L’ente ritiene che i buoni pasto erogati, in smart working come in presenza, non vadano sottoposti a ritenuta d’acconto perché non rappresentano, salvo eccezioni, una parte della retribuzione corrisposta al lavoratore (articolo 6, comma 3, Dl n. 333/1992), ma rientrano tra i servizi sostitutivi della mensa e in quanto tali parzialmente esenti, secondo quanto previsto dall’articolo 51, comma 2, lettera c) Tuir).

L’Agenzia delle entrate condivide la soluzione dell’ente e articola la sua risposta riagganciandosi, in primis, proprio a quest’ultima disposizione nominata dall’istante. La norma esenta dall’imposta sui redditi, per intero o in parte, la somministrazione diretta (anche tramite terzi) dei pasti, o anche le indennità o le prestazioni sostitutive della mensa come i buoni pasto, esenti fino a 4 euro giornalieri se cartacei, fino a 8 euro se elettronici.
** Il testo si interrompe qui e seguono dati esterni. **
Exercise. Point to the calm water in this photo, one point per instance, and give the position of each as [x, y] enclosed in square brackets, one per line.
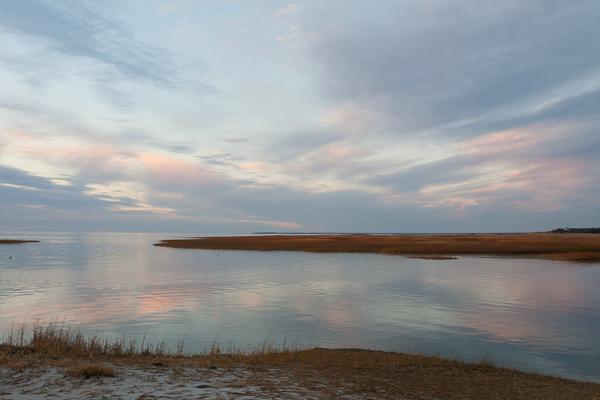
[532, 314]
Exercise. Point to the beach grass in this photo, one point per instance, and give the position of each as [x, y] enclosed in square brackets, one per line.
[363, 373]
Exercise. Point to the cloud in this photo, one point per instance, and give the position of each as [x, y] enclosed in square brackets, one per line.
[429, 65]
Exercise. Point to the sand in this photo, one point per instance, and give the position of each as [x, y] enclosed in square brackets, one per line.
[564, 247]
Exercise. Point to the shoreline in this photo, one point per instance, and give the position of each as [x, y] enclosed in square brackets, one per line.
[561, 247]
[17, 241]
[314, 373]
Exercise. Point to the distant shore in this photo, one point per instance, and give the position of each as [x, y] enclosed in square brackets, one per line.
[55, 362]
[17, 241]
[564, 246]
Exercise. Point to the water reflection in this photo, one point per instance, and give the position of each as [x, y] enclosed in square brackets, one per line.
[531, 314]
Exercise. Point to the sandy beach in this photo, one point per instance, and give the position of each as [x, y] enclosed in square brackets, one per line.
[566, 247]
[309, 374]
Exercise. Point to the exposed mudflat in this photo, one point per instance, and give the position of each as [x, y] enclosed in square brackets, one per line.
[564, 247]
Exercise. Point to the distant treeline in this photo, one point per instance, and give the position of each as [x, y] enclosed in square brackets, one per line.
[576, 230]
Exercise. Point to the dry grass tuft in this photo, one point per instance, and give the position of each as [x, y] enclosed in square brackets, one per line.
[54, 340]
[363, 373]
[88, 371]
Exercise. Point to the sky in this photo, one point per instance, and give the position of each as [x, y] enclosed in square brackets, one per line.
[339, 115]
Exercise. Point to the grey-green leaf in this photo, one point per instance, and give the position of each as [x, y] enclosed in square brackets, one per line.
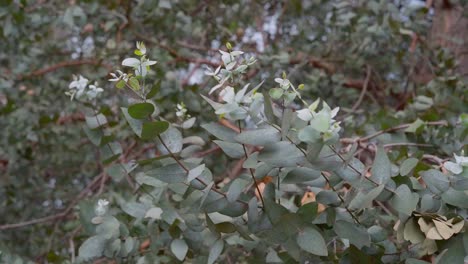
[381, 169]
[179, 248]
[151, 130]
[357, 235]
[233, 150]
[135, 124]
[93, 247]
[301, 174]
[408, 165]
[435, 181]
[220, 131]
[94, 122]
[364, 200]
[141, 110]
[215, 251]
[259, 137]
[282, 154]
[171, 173]
[404, 201]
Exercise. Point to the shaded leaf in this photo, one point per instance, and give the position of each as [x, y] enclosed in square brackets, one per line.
[141, 110]
[312, 241]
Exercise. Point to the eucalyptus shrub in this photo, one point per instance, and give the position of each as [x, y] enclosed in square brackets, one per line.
[301, 194]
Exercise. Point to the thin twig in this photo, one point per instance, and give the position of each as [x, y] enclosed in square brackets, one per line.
[341, 198]
[400, 127]
[250, 169]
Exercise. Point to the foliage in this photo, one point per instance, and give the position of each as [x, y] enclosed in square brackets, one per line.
[371, 178]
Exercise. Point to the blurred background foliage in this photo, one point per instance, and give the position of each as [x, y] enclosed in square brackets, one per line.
[385, 63]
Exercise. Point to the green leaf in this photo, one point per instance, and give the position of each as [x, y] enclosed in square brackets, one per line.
[282, 154]
[134, 83]
[154, 90]
[219, 131]
[357, 235]
[215, 250]
[381, 169]
[413, 127]
[195, 172]
[235, 189]
[312, 241]
[268, 107]
[135, 124]
[404, 201]
[435, 181]
[179, 248]
[308, 211]
[233, 150]
[259, 137]
[93, 247]
[137, 210]
[171, 173]
[412, 232]
[408, 165]
[95, 136]
[141, 110]
[109, 228]
[276, 93]
[120, 84]
[300, 175]
[110, 152]
[225, 227]
[364, 200]
[173, 140]
[94, 122]
[152, 130]
[456, 198]
[309, 134]
[328, 197]
[116, 171]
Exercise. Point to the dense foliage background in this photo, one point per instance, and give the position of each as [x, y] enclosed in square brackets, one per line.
[397, 70]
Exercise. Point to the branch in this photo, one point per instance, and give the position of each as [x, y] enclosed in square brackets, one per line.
[58, 216]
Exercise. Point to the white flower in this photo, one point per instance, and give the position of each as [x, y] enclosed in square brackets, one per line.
[118, 76]
[101, 207]
[94, 91]
[284, 83]
[141, 47]
[78, 85]
[457, 166]
[181, 111]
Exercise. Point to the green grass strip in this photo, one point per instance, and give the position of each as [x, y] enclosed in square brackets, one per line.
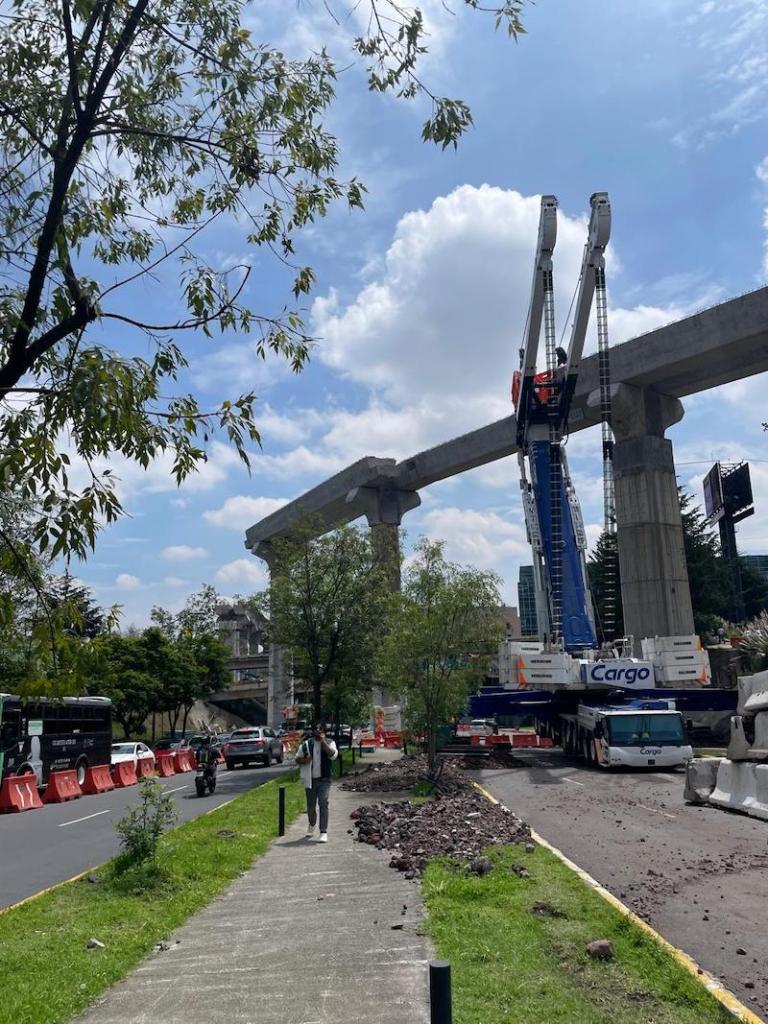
[47, 975]
[516, 939]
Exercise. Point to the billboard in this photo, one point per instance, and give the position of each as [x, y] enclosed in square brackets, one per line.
[737, 488]
[713, 486]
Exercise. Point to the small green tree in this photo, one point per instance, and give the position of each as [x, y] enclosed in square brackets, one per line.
[442, 630]
[141, 827]
[127, 680]
[328, 597]
[604, 580]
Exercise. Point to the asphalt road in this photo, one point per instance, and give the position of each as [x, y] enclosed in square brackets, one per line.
[40, 848]
[697, 875]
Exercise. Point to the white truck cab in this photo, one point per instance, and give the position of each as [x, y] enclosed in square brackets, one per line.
[639, 734]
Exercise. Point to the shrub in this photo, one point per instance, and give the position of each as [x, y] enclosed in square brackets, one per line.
[141, 827]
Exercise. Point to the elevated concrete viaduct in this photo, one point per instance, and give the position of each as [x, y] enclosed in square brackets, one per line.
[650, 374]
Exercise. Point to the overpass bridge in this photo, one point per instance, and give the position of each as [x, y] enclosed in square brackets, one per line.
[651, 374]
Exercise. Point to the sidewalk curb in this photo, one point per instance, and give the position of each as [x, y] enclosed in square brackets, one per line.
[722, 994]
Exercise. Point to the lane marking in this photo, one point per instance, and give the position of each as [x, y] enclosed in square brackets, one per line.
[722, 994]
[57, 885]
[94, 867]
[654, 810]
[86, 818]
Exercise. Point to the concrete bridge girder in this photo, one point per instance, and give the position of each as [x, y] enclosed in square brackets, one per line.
[717, 346]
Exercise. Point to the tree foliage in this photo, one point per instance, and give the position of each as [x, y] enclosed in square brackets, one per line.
[442, 630]
[327, 601]
[128, 128]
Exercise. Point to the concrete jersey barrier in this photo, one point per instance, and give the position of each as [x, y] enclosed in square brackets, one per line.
[700, 779]
[741, 785]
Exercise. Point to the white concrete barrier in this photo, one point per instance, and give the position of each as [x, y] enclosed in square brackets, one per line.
[741, 786]
[700, 778]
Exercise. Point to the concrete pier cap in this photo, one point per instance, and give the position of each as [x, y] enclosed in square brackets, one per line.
[652, 373]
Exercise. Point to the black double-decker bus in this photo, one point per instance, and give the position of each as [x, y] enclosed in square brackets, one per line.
[42, 735]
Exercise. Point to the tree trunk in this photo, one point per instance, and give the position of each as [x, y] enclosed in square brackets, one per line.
[432, 751]
[316, 700]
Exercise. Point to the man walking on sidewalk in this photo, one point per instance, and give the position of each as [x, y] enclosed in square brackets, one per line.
[314, 755]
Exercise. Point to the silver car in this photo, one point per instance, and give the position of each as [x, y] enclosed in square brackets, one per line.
[255, 744]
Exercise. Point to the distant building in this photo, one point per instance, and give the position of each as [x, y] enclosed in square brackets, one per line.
[510, 622]
[526, 602]
[243, 631]
[757, 562]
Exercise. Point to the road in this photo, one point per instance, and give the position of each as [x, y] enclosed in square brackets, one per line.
[40, 848]
[697, 875]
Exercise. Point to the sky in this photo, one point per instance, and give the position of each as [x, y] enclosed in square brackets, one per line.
[421, 299]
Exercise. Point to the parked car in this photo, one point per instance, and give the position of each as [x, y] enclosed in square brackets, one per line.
[255, 744]
[168, 745]
[130, 752]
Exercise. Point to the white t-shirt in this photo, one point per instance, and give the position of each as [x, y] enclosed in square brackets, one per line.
[316, 759]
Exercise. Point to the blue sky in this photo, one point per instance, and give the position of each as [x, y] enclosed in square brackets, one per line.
[421, 300]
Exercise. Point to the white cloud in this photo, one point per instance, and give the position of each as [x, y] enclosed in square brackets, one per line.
[761, 173]
[244, 570]
[479, 537]
[441, 323]
[182, 553]
[241, 512]
[731, 38]
[132, 480]
[298, 462]
[127, 582]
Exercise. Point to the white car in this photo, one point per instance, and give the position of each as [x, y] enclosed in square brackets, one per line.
[130, 752]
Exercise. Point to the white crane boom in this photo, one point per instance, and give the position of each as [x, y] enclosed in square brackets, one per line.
[593, 268]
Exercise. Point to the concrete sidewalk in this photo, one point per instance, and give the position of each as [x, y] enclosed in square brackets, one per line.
[304, 937]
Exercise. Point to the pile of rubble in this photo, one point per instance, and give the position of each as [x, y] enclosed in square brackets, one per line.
[407, 773]
[459, 826]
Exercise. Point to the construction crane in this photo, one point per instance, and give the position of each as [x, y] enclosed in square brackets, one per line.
[543, 403]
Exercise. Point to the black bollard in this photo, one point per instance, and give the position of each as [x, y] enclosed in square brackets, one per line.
[282, 811]
[439, 992]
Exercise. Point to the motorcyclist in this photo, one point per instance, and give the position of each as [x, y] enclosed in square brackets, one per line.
[208, 753]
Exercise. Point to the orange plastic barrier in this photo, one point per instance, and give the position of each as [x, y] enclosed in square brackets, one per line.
[144, 767]
[61, 785]
[97, 779]
[124, 773]
[165, 765]
[19, 793]
[183, 761]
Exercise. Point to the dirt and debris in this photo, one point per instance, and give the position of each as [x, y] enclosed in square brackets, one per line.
[600, 949]
[410, 771]
[460, 826]
[543, 909]
[407, 773]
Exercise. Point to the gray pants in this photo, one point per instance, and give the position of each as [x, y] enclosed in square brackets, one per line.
[318, 794]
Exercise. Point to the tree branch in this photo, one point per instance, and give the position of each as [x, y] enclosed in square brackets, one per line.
[71, 58]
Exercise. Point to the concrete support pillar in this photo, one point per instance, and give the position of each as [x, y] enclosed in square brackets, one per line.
[279, 682]
[384, 509]
[655, 592]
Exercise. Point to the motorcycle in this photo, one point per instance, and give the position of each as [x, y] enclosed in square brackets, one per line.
[205, 780]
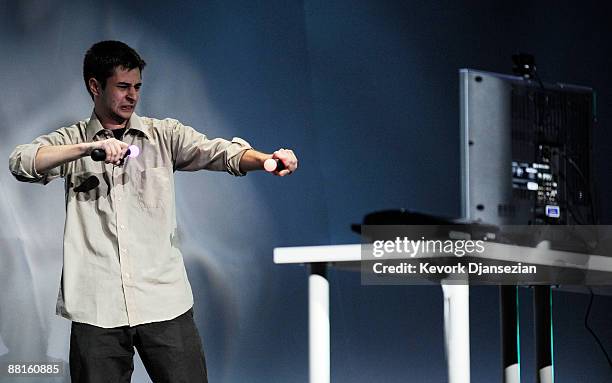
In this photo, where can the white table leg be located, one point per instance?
(318, 329)
(457, 332)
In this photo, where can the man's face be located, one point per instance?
(118, 99)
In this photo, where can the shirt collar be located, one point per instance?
(94, 126)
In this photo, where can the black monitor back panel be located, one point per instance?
(525, 150)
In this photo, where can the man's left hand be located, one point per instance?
(288, 158)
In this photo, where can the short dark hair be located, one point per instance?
(104, 56)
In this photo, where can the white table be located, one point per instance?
(456, 299)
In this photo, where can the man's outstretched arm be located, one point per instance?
(51, 156)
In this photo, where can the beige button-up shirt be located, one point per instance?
(122, 265)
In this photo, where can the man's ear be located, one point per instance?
(94, 86)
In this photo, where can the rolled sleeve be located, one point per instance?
(22, 163)
(192, 151)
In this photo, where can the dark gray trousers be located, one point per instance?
(171, 352)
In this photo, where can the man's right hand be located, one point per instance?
(115, 150)
(51, 156)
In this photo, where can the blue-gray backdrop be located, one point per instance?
(366, 93)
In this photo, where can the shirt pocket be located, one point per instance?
(154, 188)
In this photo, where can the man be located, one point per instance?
(124, 283)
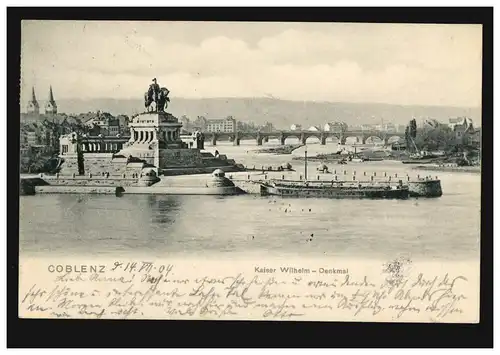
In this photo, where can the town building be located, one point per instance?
(200, 124)
(225, 125)
(336, 127)
(389, 128)
(107, 124)
(266, 128)
(463, 128)
(155, 143)
(50, 105)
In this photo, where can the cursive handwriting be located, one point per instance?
(143, 289)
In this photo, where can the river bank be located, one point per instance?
(285, 149)
(451, 169)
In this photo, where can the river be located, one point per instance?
(446, 228)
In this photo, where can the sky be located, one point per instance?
(405, 64)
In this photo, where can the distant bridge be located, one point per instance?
(260, 137)
(113, 144)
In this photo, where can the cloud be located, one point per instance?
(407, 64)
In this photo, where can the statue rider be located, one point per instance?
(156, 90)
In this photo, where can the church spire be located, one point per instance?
(51, 95)
(51, 106)
(33, 106)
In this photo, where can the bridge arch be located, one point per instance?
(312, 138)
(353, 140)
(394, 139)
(373, 139)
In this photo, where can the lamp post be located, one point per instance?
(305, 164)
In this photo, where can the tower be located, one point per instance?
(50, 106)
(33, 106)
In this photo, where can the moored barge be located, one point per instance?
(334, 189)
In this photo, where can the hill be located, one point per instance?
(282, 113)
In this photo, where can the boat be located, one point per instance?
(334, 188)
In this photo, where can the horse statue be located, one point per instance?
(163, 99)
(158, 96)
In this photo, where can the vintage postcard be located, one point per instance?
(250, 171)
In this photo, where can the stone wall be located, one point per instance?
(425, 188)
(59, 189)
(97, 164)
(70, 165)
(65, 181)
(171, 158)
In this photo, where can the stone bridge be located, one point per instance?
(260, 137)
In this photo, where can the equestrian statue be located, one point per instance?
(157, 96)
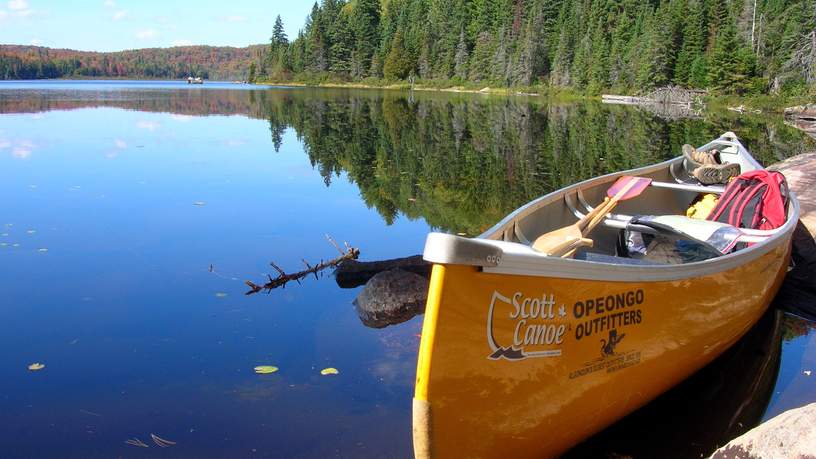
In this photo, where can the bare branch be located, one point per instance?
(350, 254)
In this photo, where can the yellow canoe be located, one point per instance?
(524, 355)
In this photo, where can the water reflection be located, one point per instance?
(457, 161)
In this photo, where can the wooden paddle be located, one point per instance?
(567, 240)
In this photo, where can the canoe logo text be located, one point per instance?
(536, 326)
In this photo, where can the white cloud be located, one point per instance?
(19, 8)
(18, 5)
(147, 34)
(149, 125)
(22, 149)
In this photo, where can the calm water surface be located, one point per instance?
(117, 198)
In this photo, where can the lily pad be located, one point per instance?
(265, 369)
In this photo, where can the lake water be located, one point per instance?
(131, 214)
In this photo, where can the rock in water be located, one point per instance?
(791, 434)
(798, 293)
(391, 297)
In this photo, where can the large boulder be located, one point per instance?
(802, 117)
(391, 297)
(792, 434)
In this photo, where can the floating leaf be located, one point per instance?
(265, 369)
(161, 442)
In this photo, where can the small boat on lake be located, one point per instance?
(525, 354)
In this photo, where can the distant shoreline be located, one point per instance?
(764, 103)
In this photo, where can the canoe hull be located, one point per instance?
(529, 365)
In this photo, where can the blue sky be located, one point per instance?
(112, 25)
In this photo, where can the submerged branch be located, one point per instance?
(350, 253)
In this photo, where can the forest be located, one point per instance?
(626, 46)
(208, 62)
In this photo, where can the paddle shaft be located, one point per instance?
(608, 205)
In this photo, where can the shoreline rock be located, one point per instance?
(789, 435)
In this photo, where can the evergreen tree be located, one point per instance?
(398, 64)
(365, 21)
(251, 77)
(460, 65)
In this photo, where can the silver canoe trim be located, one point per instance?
(503, 257)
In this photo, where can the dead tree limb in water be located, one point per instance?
(350, 253)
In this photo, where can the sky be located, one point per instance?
(113, 25)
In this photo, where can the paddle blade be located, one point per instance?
(628, 187)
Scopo dell’agevolazione è detassare le erogazioni ai dipendenti finalizzate a soddisfare le esigenze alimentari del personale che durante l'orario di lavoro deve consumare il pasto (risoluzione n. 118/2006).

La prestazione di servizi sostitutivi di mensa, sotto forma di buoni pasto, ha rilevanza reddituale.

Nello specifico, l’articolo 4 del decreto Mise n. 122/2017, prevede che i buoni pasto

a) consentono al titolare di ricevere un servizio sostitutivo di mensa di importo pari al valore facciale del buono pasto;

b) consentono all'esercizio convenzionato di provare documentalmente l'avvenuta prestazione nei confronti delle società di emissione

c) sono utilizzati esclusivamente dai prestatori di lavoro subordinato, a tempo pieno o parziale, anche qualora l'orario di lavoro non prevede una pausa per il pasto, nonché dai soggetti che hanno instaurato con il cliente un rapporto di collaborazione anche non subordinato;

d) non sono cedibili, né cumulabili oltre il limite di otto buoni, né commercializzabili o convertibili in denaro e sono utilizzabili solo dal titolare;

e) sono utilizzabili esclusivamente per l'intero valore facciale.

 

Dalla lettura della norma emerge, come precisato anche con la risoluzione n. 118/2006 su menzionata, che i buoni pasto possono essere corrisposti con molta elasticità. Il datore di lavoro può assegnarli ai dipendenti assunti sia a tempo pieno che a tempo parziale e anche se l'articolazione dell'orario di lavoro non prevede una pausa per il pranzo. Confini così ampi sono determinati dalla consapevolezza che sempre più stanno affermandosi forme lavorative flessibili.

L’Agenzia osserva che pur non essendo la disposizione riportata dall’articolo 4 del Dm n. 122/2017 di natura tributaria, essa assume rilevanza fiscale dal momento in cui fa riferimento alle stesse prestazioni sostitutive del servizio mensa, considerate esenti dall’articolo 51, comma 2, lettera c), del Tuir.

L’Agenzia osserva che la mancanza di vincoli alla possibilità di erogare buoni pasto da parte del datore di lavoro, fa ritenere che, a prescindere dall’orario e dalle modalità di lavoro attuate, a tali prestazioni sostitutive del servizio di mensa possa essere applicato il regime di parziale imponibilità previsto dalla lettera c), comma 2, dell'articolo 51 del Tuir.

Ritornando al caso in esame, quindi, i ticket non concorrono alla formazione del reddito di lavoro indipendente, di conseguenza l’istante non deve operare alcuna ritenuta alla fonte Irpef sul valore dei buoni pasto fino a euro 4, se cartacei, ovvero euro 8 euro se elettronici, anche se erogati a lavoratori in smart working.